Booze and Cigarettes Too Much for Prep Paper

Stevenson High School delays release of Statesman

Stevenson High School is throwing a fight against the media, including its own.

After ending up on Friday’s edition of the Chicago Tribune for allegedly censoring a controversial issue of the school’s paper The Statesman, school officials are now saying the censorship charges are “false.”

The Statesman’s edition originally scheduled to run on Friday was delayed because its faculty advisors determined that an article featuring anonymous sources discussing alleged illegal activity was not fit for print,” the Lincolnshire school explained in a statement.

The story was about National Honor Society students and freshman mentors admitting to drinking and smoking, and was set to appear on the weekly’s front page, according to the Daily Herald.

“Today’s issue was censored,” the paper's managing editor Evan Ribot told the Herald, adding that stories about shoplifting and teen pregnancy were also considered inappropriate and discarded.

On Wednesday, the paper’s staff was told to not run the story until “appropriate revisions” were made.

The school defended it's decision because it does not "does not encourage the use of anonymous sources in its student newspaper" and that it's bound by the "principle of in loco parentis -- acting in the place of the parent."
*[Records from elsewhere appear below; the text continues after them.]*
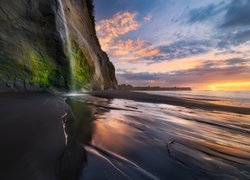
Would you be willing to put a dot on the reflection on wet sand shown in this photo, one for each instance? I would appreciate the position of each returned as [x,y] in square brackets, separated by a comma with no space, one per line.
[123,139]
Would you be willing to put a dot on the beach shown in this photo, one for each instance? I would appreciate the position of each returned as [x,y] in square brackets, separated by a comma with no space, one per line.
[121,135]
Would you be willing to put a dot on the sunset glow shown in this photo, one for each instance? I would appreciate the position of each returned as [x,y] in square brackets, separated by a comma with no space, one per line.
[202,44]
[230,86]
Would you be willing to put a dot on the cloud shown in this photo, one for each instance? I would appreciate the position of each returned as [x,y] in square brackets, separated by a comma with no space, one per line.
[181,49]
[203,13]
[120,24]
[209,72]
[110,32]
[234,38]
[133,49]
[148,18]
[238,14]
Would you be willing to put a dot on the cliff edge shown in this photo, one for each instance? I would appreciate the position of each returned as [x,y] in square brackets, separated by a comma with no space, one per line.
[51,44]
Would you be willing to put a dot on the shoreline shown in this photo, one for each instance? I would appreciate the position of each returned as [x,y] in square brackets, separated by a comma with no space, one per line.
[150,98]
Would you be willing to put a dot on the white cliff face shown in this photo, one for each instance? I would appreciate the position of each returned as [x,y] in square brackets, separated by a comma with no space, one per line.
[48,43]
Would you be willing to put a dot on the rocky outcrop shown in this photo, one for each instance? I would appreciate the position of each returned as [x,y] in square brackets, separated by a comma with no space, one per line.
[51,44]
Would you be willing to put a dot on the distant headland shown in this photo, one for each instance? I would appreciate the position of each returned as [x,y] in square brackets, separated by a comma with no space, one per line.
[152,88]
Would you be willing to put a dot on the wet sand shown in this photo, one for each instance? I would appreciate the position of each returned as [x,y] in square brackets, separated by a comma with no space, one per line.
[31,136]
[184,102]
[121,135]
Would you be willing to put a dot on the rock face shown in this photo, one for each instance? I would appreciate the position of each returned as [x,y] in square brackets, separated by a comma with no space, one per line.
[51,44]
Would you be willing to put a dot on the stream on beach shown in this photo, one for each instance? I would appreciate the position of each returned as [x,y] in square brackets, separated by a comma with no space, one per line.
[125,139]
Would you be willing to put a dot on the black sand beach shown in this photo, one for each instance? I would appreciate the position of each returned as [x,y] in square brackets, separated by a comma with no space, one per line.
[111,136]
[31,135]
[189,103]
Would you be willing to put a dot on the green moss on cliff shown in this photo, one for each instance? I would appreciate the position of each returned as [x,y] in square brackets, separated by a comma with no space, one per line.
[43,69]
[82,70]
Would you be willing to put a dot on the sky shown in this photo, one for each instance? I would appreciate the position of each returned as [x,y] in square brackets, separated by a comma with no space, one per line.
[201,44]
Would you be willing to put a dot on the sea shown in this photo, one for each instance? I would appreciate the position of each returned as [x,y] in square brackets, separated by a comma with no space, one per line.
[125,139]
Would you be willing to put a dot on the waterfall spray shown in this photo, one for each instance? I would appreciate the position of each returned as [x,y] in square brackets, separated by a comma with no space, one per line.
[67,41]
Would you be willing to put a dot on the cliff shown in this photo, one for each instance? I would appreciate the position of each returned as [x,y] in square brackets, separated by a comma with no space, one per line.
[51,44]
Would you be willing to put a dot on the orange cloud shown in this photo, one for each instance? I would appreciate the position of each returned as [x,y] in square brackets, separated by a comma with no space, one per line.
[110,30]
[120,24]
[132,49]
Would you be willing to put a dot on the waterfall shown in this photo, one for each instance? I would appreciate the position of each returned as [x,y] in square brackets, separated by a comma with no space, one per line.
[67,41]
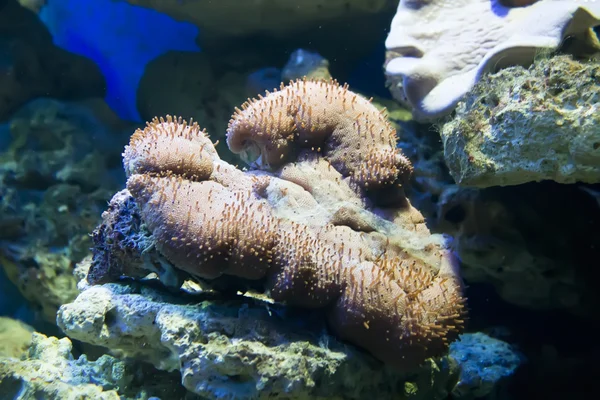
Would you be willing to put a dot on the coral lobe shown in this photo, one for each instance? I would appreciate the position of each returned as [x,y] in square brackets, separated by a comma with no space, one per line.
[211,219]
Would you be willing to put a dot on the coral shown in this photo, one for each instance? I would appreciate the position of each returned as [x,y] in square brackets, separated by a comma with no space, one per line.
[387,284]
[353,135]
[15,337]
[437,51]
[521,125]
[50,372]
[240,348]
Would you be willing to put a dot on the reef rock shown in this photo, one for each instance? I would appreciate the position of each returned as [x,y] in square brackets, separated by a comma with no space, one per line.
[50,372]
[486,363]
[59,167]
[437,50]
[513,239]
[241,348]
[521,125]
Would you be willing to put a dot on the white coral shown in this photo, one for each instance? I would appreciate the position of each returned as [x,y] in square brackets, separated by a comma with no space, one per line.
[442,47]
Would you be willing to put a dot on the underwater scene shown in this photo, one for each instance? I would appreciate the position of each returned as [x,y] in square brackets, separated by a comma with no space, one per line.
[299,199]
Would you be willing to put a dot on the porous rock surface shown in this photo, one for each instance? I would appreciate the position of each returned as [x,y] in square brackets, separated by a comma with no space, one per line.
[437,50]
[240,349]
[49,371]
[58,167]
[521,125]
[513,238]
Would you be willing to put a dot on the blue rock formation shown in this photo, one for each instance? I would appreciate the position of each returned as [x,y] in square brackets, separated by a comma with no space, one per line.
[120,38]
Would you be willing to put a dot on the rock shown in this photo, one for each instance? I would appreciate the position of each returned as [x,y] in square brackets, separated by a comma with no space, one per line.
[15,337]
[437,51]
[240,348]
[521,125]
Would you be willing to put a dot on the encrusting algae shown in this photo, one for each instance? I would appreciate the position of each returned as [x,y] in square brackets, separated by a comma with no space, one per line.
[211,219]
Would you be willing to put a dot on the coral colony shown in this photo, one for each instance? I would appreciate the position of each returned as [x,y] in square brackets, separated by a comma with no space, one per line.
[211,219]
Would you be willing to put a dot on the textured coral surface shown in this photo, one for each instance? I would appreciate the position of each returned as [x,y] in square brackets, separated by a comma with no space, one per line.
[385,283]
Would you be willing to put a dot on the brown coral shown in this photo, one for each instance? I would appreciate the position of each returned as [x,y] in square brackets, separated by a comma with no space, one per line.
[401,302]
[352,133]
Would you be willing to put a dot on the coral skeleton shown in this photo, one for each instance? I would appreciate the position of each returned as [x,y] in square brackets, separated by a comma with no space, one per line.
[306,227]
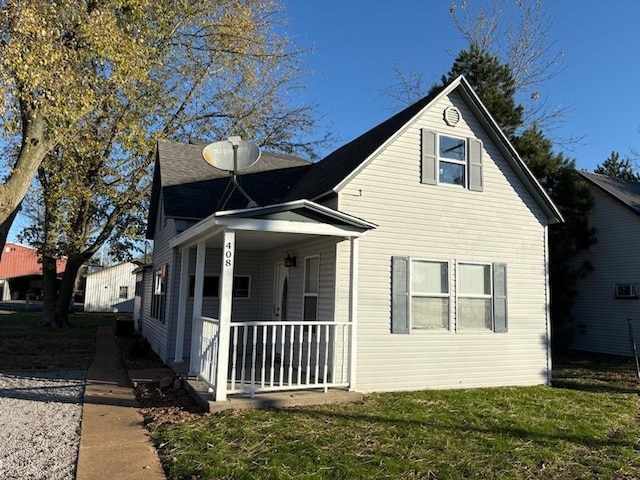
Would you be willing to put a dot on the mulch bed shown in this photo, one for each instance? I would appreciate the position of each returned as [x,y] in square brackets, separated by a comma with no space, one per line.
[158,405]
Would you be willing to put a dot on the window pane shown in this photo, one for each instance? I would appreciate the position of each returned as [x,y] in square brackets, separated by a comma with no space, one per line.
[310,308]
[474,313]
[311,275]
[452,173]
[453,148]
[429,277]
[430,313]
[240,287]
[475,279]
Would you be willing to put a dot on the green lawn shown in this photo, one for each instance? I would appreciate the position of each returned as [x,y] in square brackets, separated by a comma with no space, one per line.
[585,427]
[24,344]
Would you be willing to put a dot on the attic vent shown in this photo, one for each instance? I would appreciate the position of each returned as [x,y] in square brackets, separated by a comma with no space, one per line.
[626,291]
[451,116]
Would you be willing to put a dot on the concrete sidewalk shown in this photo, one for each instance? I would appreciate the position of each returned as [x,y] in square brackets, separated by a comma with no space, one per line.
[114,442]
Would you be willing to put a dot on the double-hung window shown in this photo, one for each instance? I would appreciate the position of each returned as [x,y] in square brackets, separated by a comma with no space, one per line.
[429,295]
[451,160]
[425,297]
[474,297]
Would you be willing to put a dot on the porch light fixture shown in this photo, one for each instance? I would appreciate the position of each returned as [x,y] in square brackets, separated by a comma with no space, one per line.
[290,259]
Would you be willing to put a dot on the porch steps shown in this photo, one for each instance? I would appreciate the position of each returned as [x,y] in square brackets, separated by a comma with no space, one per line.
[264,400]
[284,399]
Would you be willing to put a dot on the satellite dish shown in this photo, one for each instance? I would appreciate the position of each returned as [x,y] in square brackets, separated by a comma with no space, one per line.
[231,155]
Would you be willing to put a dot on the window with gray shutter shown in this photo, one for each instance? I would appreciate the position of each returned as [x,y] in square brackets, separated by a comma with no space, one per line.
[400,295]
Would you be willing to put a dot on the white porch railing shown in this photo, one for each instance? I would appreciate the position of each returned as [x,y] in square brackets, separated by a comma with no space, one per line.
[274,356]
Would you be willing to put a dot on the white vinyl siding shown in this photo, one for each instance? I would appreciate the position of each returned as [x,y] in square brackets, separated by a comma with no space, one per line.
[502,225]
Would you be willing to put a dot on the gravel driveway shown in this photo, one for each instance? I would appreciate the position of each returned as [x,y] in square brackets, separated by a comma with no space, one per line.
[40,416]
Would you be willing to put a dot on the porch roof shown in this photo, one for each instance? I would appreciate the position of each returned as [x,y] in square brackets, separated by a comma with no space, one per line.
[273,225]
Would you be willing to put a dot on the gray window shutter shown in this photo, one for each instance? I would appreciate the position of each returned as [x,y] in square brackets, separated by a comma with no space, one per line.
[429,167]
[500,297]
[475,165]
[400,303]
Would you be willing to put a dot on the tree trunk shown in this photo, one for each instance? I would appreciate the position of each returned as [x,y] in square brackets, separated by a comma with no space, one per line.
[67,285]
[51,316]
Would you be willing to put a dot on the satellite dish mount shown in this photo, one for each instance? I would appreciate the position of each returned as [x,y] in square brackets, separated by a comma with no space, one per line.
[232,155]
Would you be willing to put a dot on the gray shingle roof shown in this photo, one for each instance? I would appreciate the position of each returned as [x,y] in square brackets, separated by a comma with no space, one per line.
[624,191]
[192,189]
[323,176]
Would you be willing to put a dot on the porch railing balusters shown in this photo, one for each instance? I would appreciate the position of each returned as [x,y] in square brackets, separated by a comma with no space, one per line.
[264,356]
[290,362]
[314,354]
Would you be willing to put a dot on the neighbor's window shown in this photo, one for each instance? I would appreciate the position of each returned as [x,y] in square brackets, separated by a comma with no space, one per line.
[429,295]
[474,297]
[452,161]
[311,281]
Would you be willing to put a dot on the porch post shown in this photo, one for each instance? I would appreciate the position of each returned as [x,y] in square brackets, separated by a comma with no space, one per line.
[353,311]
[182,305]
[197,305]
[226,301]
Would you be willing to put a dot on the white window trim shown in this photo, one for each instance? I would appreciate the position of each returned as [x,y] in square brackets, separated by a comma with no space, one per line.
[484,296]
[450,318]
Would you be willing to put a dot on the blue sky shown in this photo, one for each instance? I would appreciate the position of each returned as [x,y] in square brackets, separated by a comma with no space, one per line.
[357,43]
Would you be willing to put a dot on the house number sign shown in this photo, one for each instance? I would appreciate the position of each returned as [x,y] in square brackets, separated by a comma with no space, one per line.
[228,254]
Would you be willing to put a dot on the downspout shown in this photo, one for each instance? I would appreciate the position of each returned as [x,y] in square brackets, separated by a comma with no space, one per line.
[548,303]
[194,364]
[226,303]
[353,311]
[182,306]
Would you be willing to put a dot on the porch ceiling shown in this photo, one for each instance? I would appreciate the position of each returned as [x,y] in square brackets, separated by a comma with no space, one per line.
[251,240]
[267,227]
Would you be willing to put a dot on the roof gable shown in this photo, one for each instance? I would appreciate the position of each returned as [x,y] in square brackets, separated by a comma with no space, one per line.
[334,171]
[624,192]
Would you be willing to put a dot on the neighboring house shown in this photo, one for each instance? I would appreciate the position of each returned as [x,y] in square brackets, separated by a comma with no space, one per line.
[21,272]
[413,257]
[609,295]
[111,289]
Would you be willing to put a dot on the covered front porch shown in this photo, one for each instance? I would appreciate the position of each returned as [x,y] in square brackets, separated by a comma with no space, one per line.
[278,324]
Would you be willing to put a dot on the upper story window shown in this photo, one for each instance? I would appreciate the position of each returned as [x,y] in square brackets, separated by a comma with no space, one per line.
[451,160]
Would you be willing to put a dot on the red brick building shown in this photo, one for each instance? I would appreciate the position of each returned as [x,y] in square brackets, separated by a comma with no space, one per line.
[21,272]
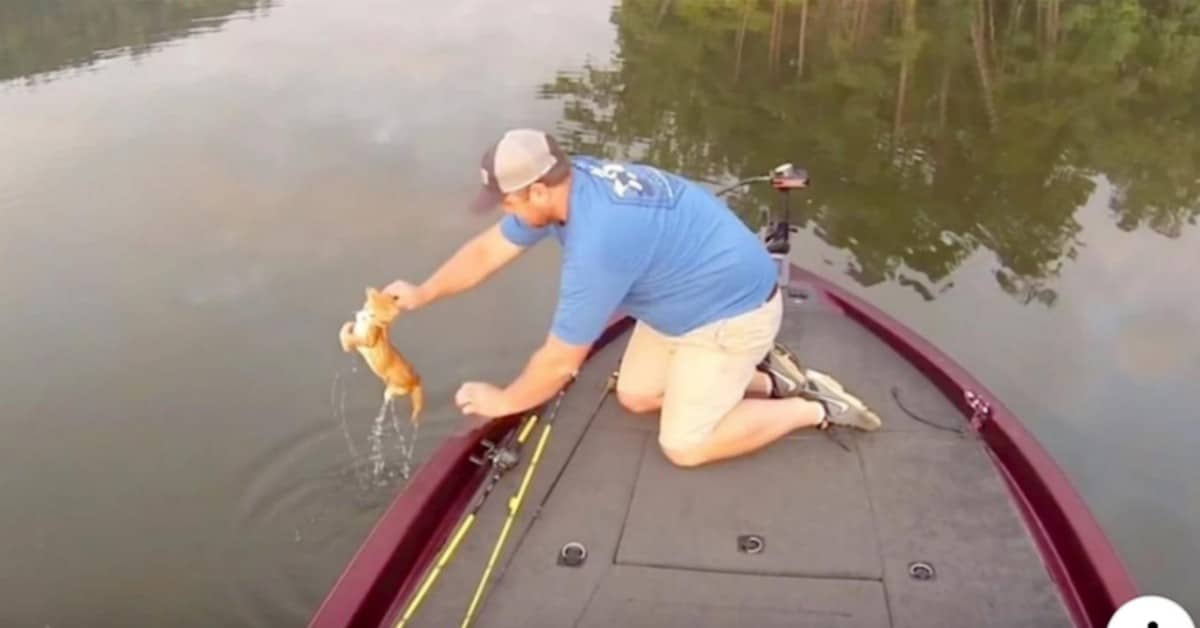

Instead of postponing the article’s publication, students decided the paper should be published with a blank front page, with only a note explaining the reason for the missing article.

A Monday meeting has been scheduled between the school’s administration and students working at the paper.

“We have to discuss our options,” Ribot told the Herald. “I certainly don’t want to water down the stories.”
 
The Statesman had already been in the spotlight earlier this year, when 3,400 copies of a February issue mostly dedicated to teen “hook ups” disappeared.